The actual medical expenses of some disease groups are higher than those paid by medical insurance DRG group. After DRG payment is implemented, the hospitalization income of these disease groups will be reduced. When hospitals are faced with fixed prices, it is necessary to minimize the cost of treating patients. According to different case combinations, the hospital accepts compensation, prompting the hospital to provide the most effective service according to the payment requirements of DRG. DRG price can not only promote the hospital to improve its internal efficiency, but also enable the hospital to make use of economies of scale in service supply.

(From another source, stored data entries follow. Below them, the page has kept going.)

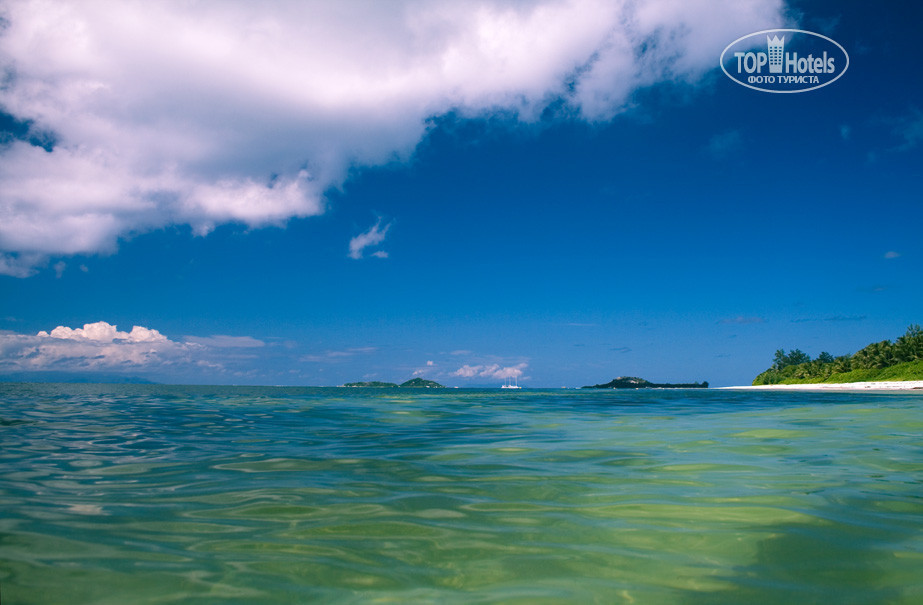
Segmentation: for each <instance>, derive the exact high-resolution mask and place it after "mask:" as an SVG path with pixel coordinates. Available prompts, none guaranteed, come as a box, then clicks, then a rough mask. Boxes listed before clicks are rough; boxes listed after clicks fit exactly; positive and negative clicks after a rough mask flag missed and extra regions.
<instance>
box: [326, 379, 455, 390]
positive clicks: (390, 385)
mask: <svg viewBox="0 0 923 605" xmlns="http://www.w3.org/2000/svg"><path fill="white" fill-rule="evenodd" d="M343 386H344V387H362V388H373V389H399V388H416V389H444V388H445V386H443V385H441V384H439V383H438V382H434V381H432V380H425V379H423V378H411V379H410V380H408V381H407V382H402V383H401V384H397V383H395V382H381V381H378V380H372V381H370V382H347V383H346V384H344V385H343Z"/></svg>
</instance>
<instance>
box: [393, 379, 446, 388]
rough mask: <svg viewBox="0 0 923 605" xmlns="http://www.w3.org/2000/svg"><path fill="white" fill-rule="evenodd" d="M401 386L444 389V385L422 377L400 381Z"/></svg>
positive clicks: (401, 386)
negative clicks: (408, 379)
mask: <svg viewBox="0 0 923 605" xmlns="http://www.w3.org/2000/svg"><path fill="white" fill-rule="evenodd" d="M398 386H400V387H401V388H407V387H410V388H415V389H444V388H445V387H444V386H443V385H441V384H439V383H438V382H435V381H432V380H426V379H423V378H411V379H410V380H408V381H407V382H402V383H401V384H400V385H398Z"/></svg>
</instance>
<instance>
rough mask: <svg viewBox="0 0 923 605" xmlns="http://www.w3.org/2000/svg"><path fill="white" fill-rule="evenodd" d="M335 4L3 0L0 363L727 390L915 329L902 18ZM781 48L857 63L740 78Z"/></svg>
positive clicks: (915, 255)
mask: <svg viewBox="0 0 923 605" xmlns="http://www.w3.org/2000/svg"><path fill="white" fill-rule="evenodd" d="M335 6H337V5H334V4H331V3H316V4H311V3H307V4H303V5H300V6H298V7H271V8H270V9H266V8H265V7H256V6H255V5H252V6H251V5H249V4H243V5H238V4H227V3H216V4H211V3H203V4H199V5H196V6H195V7H189V6H187V5H183V4H172V3H163V4H160V5H158V6H157V8H155V9H150V10H148V11H147V12H139V11H144V10H145V9H143V8H142V6H141V5H135V4H132V3H124V4H120V5H117V7H115V8H114V7H113V5H108V4H106V5H103V4H93V3H88V4H81V5H75V6H59V7H55V9H54V10H52V9H49V8H48V6H47V5H39V4H33V3H30V2H22V3H14V4H12V5H10V6H7V7H5V8H4V9H2V10H3V19H4V22H5V24H6V26H5V28H4V29H2V30H0V60H2V62H3V64H4V73H5V74H7V75H6V76H5V84H4V87H3V88H2V89H0V111H2V114H0V129H2V134H0V141H2V146H0V376H6V377H26V378H28V377H38V376H48V375H69V374H78V373H79V374H88V375H97V376H102V377H112V376H118V375H127V376H137V377H142V378H147V379H151V380H156V381H162V382H179V383H230V384H296V385H336V384H342V383H343V382H347V381H352V380H362V379H365V380H389V381H398V382H399V381H403V380H406V379H408V378H410V377H412V376H423V377H426V378H431V379H434V380H437V381H439V382H441V383H443V384H447V385H450V386H496V385H499V384H500V383H501V382H503V379H504V378H505V377H507V376H516V377H518V378H519V380H520V384H523V385H525V386H534V387H539V386H541V387H559V386H580V385H583V384H593V383H597V382H605V381H608V380H610V379H611V378H613V377H615V376H620V375H638V376H642V377H645V378H647V379H649V380H652V381H658V382H665V381H675V382H686V381H701V380H708V381H709V382H710V383H711V384H713V385H731V384H746V383H749V382H750V380H752V378H753V376H755V374H757V373H758V372H760V371H762V370H763V369H765V368H766V367H767V366H768V365H769V363H770V362H771V359H772V354H773V352H774V351H775V350H776V349H777V348H780V347H782V348H786V349H790V348H794V347H799V348H801V349H803V350H805V351H806V352H808V353H810V354H812V355H816V354H818V353H820V352H821V351H825V350H826V351H829V352H831V353H834V354H843V353H848V352H853V351H855V350H857V349H859V348H861V347H862V346H864V345H865V344H868V343H869V342H872V341H878V340H883V339H886V338H887V339H893V338H896V337H897V336H899V335H900V334H902V333H903V331H904V330H905V329H906V327H907V326H908V325H909V324H910V323H919V322H921V319H923V318H921V316H923V309H921V304H920V301H921V300H923V285H921V284H923V280H921V277H923V243H921V242H923V238H921V237H920V236H919V226H920V224H921V222H923V220H921V219H923V203H921V202H923V199H921V194H920V174H921V169H920V167H921V166H923V162H921V151H923V96H921V87H920V83H919V78H918V77H917V74H918V72H919V69H918V67H917V66H916V64H917V61H918V59H919V57H920V55H921V50H923V44H921V42H920V39H919V36H918V35H917V34H916V32H915V29H916V27H917V24H918V23H919V22H920V17H921V16H923V15H921V14H920V12H921V11H920V9H919V8H916V7H915V6H914V5H912V4H910V3H893V5H892V6H888V7H887V8H882V7H880V6H878V7H872V6H871V5H868V4H867V3H861V2H798V3H788V4H782V3H779V2H776V1H768V0H767V1H765V2H764V1H754V2H751V3H741V2H728V3H724V4H723V3H720V2H702V3H695V2H691V3H683V4H681V5H679V6H677V5H675V4H674V3H670V2H646V3H640V4H638V5H631V4H626V5H624V6H622V5H621V4H620V3H599V4H596V3H593V2H585V3H583V2H578V3H572V4H562V3H557V2H550V3H535V4H531V3H530V4H510V3H505V2H502V3H489V2H484V3H481V4H477V5H466V7H468V8H467V10H462V8H461V7H460V6H459V5H457V4H453V3H445V4H442V3H429V4H417V3H412V2H411V3H406V4H403V3H391V4H388V5H387V10H385V8H384V7H385V5H383V4H379V3H370V4H351V5H348V6H347V8H348V9H350V10H342V11H341V10H338V9H336V8H334V7H335ZM292 10H294V11H297V12H298V14H296V15H292V14H287V13H286V11H292ZM139 15H143V16H144V18H143V19H140V18H139ZM74 24H79V25H80V27H77V26H75V25H74ZM776 27H797V28H800V29H805V30H810V31H816V32H819V33H822V34H824V35H826V36H828V37H830V38H832V39H834V40H836V41H837V42H839V43H840V44H841V45H842V46H843V47H844V48H845V49H846V50H847V52H848V53H849V55H850V66H849V70H848V71H847V72H846V74H845V75H843V77H842V78H840V79H839V80H838V81H836V82H834V83H833V84H831V85H829V86H827V87H824V88H821V89H818V90H815V91H810V92H806V93H801V94H767V93H762V92H758V91H754V90H750V89H747V88H744V87H742V86H739V85H738V84H735V83H734V82H732V81H731V80H730V79H728V78H727V77H726V76H725V75H724V74H723V73H722V72H721V69H720V67H719V63H718V57H719V55H720V53H721V50H723V48H724V47H725V46H726V45H727V44H729V43H731V42H732V41H734V40H735V39H736V38H738V37H740V36H743V35H744V34H748V33H750V32H754V31H759V30H763V29H769V28H776ZM167 30H169V31H172V32H177V33H176V34H175V35H174V36H173V37H171V38H170V39H166V38H164V36H163V35H162V32H163V31H167ZM103 322H104V323H103ZM88 324H89V325H90V326H89V327H88V328H87V329H86V330H84V326H85V325H88ZM112 326H117V329H115V328H112ZM133 326H140V327H141V328H142V329H139V330H138V331H136V332H132V328H133ZM56 328H59V329H58V330H57V331H55V329H56ZM49 373H57V374H49Z"/></svg>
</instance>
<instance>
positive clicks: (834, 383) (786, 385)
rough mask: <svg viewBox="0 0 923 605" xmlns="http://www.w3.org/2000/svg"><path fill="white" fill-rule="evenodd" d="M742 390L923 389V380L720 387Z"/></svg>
mask: <svg viewBox="0 0 923 605" xmlns="http://www.w3.org/2000/svg"><path fill="white" fill-rule="evenodd" d="M718 388H719V389H733V390H741V391H916V390H921V391H923V380H889V381H879V382H836V383H815V384H761V385H757V386H754V385H750V386H736V387H718Z"/></svg>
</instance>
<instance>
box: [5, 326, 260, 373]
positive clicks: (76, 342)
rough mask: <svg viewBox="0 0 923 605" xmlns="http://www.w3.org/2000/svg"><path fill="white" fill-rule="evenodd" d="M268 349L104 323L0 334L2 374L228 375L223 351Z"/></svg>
mask: <svg viewBox="0 0 923 605" xmlns="http://www.w3.org/2000/svg"><path fill="white" fill-rule="evenodd" d="M261 346H263V343H262V341H259V340H257V339H255V338H251V337H249V336H220V335H219V336H210V337H186V338H185V339H184V340H183V341H176V340H171V339H170V338H167V337H166V336H165V335H164V334H161V333H160V332H159V331H158V330H155V329H153V328H146V327H144V326H133V327H132V329H131V330H130V331H127V332H126V331H123V330H119V329H118V326H115V325H112V324H110V323H108V322H105V321H98V322H95V323H89V324H85V325H84V326H83V327H82V328H71V327H68V326H58V327H56V328H54V329H53V330H51V331H50V332H48V331H45V330H42V331H40V332H38V333H37V334H19V333H15V332H2V333H0V372H4V373H10V372H33V371H50V370H55V371H76V372H82V371H89V372H93V371H103V370H105V371H122V370H125V371H132V372H139V371H140V372H147V371H155V372H156V371H164V370H168V369H170V368H178V367H186V368H211V369H213V370H222V371H223V370H224V369H225V364H224V362H225V361H228V360H230V359H231V358H230V357H227V356H226V354H225V353H224V352H223V351H226V350H228V349H240V348H254V347H261Z"/></svg>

Carrying out DRG cost accounting is the requirement of promoting the reform of DRG payment method and promoting the hospital to actively control costs. After paying by DRG, the hospital’s income becomes quantitative, and it is necessary to make a breakthrough in cost control to obtain surplus. Only by finding out the treatment cost of each DRG can we make clear the direction of operation and management and provide data support for hospital decision-making.

Cost accounting personnel should change the previous concept of cost accounting, comprehensively sort out the cost accounting items, refine the indirect cost allocation parameters, and objectively reflect the cost status of drugs, consumables, medical technology, nursing and management for each patient and each DRG group. DRG cost accounting is a long-term and arduous task, and it is the cornerstone of promoting hospital fine management, which requires good cooperation between hospital cost management related departments and clinical departments.

The steady promotion and continuous exploration of DRG cost accounting can make a set of accounting standards, improve internal management, establish a set of standardized procedures, cultivate a high-quality team, actively apply the new situation of medical insurance purchase service, improve cost awareness, standardize diagnosis and treatment behavior, and rationally allocate medical resources.

Follow-up research can make statistical analysis of big data, evaluate the pilot work, form an evaluation report of DRG effect, and give suggestions for improving accounting work in the next step. With the deepening of the pilot, DRG cost accounting will be more comprehensive, accurate and mature in future exploration and practice.

The author introduces:
Dai Xiaozhe, deputy director of tongji hospital Finance Department affiliated to Tongji Medical College of Huazhong University of Science and Technology, is a senior accountant. National accounting leader, economic management leader of the National Health and Wellness Commission, cooperative researcher of the Institute of Government Accounting of Zhongnan University of Economics and Law, and part-time teacher of the School of Medicine and Health Management of Huazhong University of Science and Technology. He has published many articles in core journals such as chinese health economics, Medicine and Society, and undertaken many research work by the Ministry of Finance, the Finance Department of the National Health and Family Planning Commission, and the Medical Accounting Society of china health economics association and China. He has won the third prize of scientific and technological progress in Hubei Province, the second prize of scientific and technological innovation in China Hospital Association, and his achievements have been appraised as advanced in China. A number of research work won the title of excellent bidding subject in china health economics association.